Le coup de foudre, puis plus grand chose
Le 21 mars 2014, inFamous revient sur PS4 avec Second Son, et sur le papier tout est réuni pour un nouveau départ. La console a quelques mois, Sucker Punch a les moyens de ses ambitions, et le studio tourne la page Cole MacGrath pour installer un nouveau héros : Delsin Rowe, jeune graffeur rebelle de Seattle qui découvre qu’il peut absorber les pouvoirs des autres. Fumée, néon, vidéo, béton : l’électricité laisse place à un arsenal plus flamboyant, et le jeu devient l’une des premières grandes vitrines techniques de la PS4. Les effets de lumière et les néons qui se reflètent sur le bitume mouillé en mettaient plein les yeux.
Mais derrière la vitrine, quelque chose s’était un peu perdu en route. Second Son reste un très bon jeu, mais sans doute le plus sage de la trilogie : une histoire plus classique, un Karma toujours aussi binaire, et une envie de moderniser la recette plutôt que de la réinventer. Quelques mois plus tard, un stand-alone appelé First Light sort, et puis plus rien.
Sucker Punch a tourné les yeux vers le Japon féodal avec Ghost of Tsushima en 2020, puis Ghost of Yotei en 2025, deux succès qui ont redéfini les priorités du studio. Pendant ce temps, Sony trouvait son super-héros de référence chez Insomniac avec Marvel’s Spider-Man dès 2018. En 2022, le message était limpide : Sucker Punch assurait n’avoir aucun projet pour revisiter inFamous ou Sly Cooper, et qu’aucun autre studio n’y travaillait. La porte n’était pas verrouillée, mais elle était bien tirée.
Et l’oubli est aussi technique. Les deux premiers épisodes sont toujours cantonnés à la PS3, sans remaster ni portage, alors que seuls les épisodes PS4 restent jouables sur PS5 grâce à la rétrocompatibilité. Pour qui n’a pas gardé sa vieille console, découvrir Cole aujourd’hui relève de l’exploit.
De l’électricité dans l’air ?
Depuis quelques mois, pourtant, le vent semble tourner. À l’été 2025, Nate Fox, directeur créatif de Sucker Punch, confiait à Game Informer qu’il adorerait travailler sur davantage d’inFamous et voir la trilogie rééditée, tout en rappelant que le studio ne mène qu’un projet à la fois. À l’automne, Brian Fleming, cofondateur du studio, confirmait qu’un retour de Sly Cooper ou d’inFamous n’avait rien d’impossible.

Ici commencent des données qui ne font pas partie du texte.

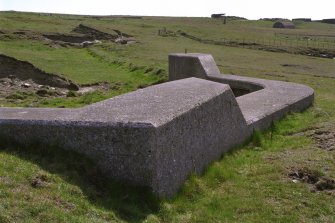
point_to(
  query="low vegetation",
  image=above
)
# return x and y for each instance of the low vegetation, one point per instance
(285, 174)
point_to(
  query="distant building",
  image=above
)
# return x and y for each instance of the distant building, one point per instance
(303, 19)
(284, 25)
(329, 21)
(215, 16)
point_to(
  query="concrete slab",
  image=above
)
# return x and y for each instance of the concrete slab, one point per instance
(267, 100)
(157, 136)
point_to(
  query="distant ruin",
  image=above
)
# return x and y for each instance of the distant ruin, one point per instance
(157, 136)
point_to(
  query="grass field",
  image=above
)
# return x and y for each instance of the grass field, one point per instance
(254, 183)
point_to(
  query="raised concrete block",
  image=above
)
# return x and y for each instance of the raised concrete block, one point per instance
(265, 101)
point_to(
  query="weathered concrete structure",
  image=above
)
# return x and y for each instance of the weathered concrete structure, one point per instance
(157, 136)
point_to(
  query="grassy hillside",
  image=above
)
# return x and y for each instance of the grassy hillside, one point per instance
(286, 174)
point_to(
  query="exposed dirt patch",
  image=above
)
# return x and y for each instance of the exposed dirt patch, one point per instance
(315, 178)
(323, 135)
(94, 33)
(69, 38)
(39, 181)
(25, 71)
(296, 66)
(20, 79)
(325, 139)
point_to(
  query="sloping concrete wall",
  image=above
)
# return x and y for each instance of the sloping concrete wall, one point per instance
(152, 137)
(157, 136)
(267, 101)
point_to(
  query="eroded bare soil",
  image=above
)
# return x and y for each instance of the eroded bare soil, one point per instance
(19, 79)
(314, 178)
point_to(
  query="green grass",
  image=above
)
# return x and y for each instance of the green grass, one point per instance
(248, 184)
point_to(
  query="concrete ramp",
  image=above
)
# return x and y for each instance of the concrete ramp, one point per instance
(152, 137)
(157, 136)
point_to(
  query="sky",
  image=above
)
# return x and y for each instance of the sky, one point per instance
(255, 9)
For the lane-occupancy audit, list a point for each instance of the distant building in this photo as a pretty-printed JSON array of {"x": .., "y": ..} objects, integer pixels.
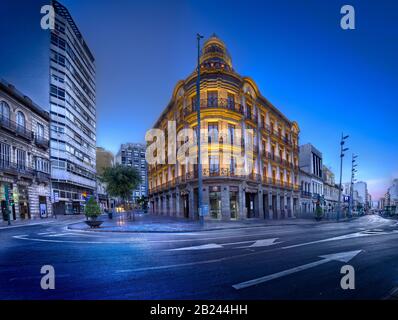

Puis tout s’accélère en mai 2026. Jordan Middler, de VGC, affirme que Sony réfléchit à relancer d’anciennes franchises oubliées, inFamous comprise, et qu’un nouveau jeu serait en développement, mais pas chez Sucker Punch. Son confrère NateTheHate confirme l’intérêt de Sony pour ses vieilles licences, sans rien savoir de précis sur inFamous. Dans la foulée, le podcasteur Colin Moriarty remarque que le message de 2022, celui qui assurait qu’aucun projet n’était en cours, a disparu du site du studio. On ignore quand et pourquoi, mais les fans y voient évidemment un signe. La piste la plus crédible ? Un remaster, voire un remake, des deux premiers épisodes, même si personne ne peut exclure un vrai nouvel opus.
Pour l’instant, tout cela reste donc à l’état de rumeur : ni Sony ni Sucker Punch n’ont confirmé quoi que ce soit. Mais entre les envies affichées, le communiqué disparu et les échos concordants, il devient plus difficile d’écarter l’idée que quelque chose se prépare. En attendant, on continue de jouer à Wolverine et on garde un oeil sur l’orage qui semble se préparer à l’horizon.